Le 5 ° de l’article L. 3141-5 du même code prévoit que sont considérées comme des périodes de travail effectif pour la détermination de la durée du congé les périodes, dans la limite d’une durée ininterrompue d’un an, pendant lesquelles l’exécution du contrat de travail est suspendue pour cause d’accident du travail ou de maladie professionnelle.

Une QPC reproche à ces dispositions, d’une part, d’avoir pour effet de priver le salarié, en cas d’absence pour cause de maladie non professionnelle, de tout droit à l’acquisition de congé payé pendant la période de suspension de son contrat de travail et, d’autre part, de limiter à un an la période prise en compte pour le calcul des congés payés d’un salarié absent pour cause d’accident du travail ou de maladie professionnelle. Il en résulterait, selon elle, une méconnaissance du droit à la santé et du droit au repos.

Le Conseil constitutionnel n’a pas un pouvoir général d’appréciation et de décision de même nature que celui du Parlement.
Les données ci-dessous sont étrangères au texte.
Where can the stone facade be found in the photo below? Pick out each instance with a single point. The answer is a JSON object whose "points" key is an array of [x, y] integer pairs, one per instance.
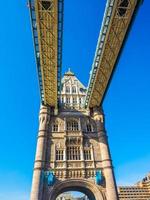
{"points": [[139, 191], [73, 147]]}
Il ne saurait rechercher si les objectifs que s’est assignés le législateur auraient pu être atteints par d’autres voies, dès lors que les modalités retenues par la loi ne sont pas manifestement inappropriées à l’objectif visé.

Il ressort des travaux préparatoires de la loi n° 46-473 du 18 avril 1946 tendant à assimiler à un temps de travail effectif pour le calcul du congé annuel les périodes pendant lesquelles le travail est suspendu pour cause d’accident du travail ou de maladie professionnelle, qui est à l’origine des dispositions contestées, que le législateur a souhaité éviter que le salarié, victime d’un accident ou d’une maladie résultant de son activité professionnelle et entraînant la suspension de son contrat de travail, ne perde de surcroît tout droit à congé payé au cours de cette période.

Au regard de cet objectif, il était loisible au législateur d’assimiler à des périodes de travail effectif les seules périodes d’absence du salarié pour cause d’accident du travail ou de maladie professionnelle, sans étendre le bénéfice d’une telle assimilation aux périodes d’absence pour cause de maladie non professionnelle. Il lui était également loisible de limiter cette mesure à une durée ininterrompue d’un an.

Dès lors, le grief tiré de la méconnaissance du droit au repos doit être écarté.

La maladie professionnelle et l’accident du travail, qui trouvent leur origine dans l’exécution même du contrat de travail, se distinguent des autres maladies ou accidents pouvant affecter le salarié.

Ainsi, au regard de l’objet de la loi, le législateur a pu prévoir des règles différentes d’acquisition des droits à congé payé pour les salariés en arrêt maladie selon le motif de la suspension de leur contrat de travail.

Dès lors, la différence de traitement résultant des dispositions contestées, qui est fondée sur une différence de situation, est en rapport avec l’objet de la loi.

Le grief tiré de la méconnaissance du principe d’égalité devant la loi doit donc être écarté.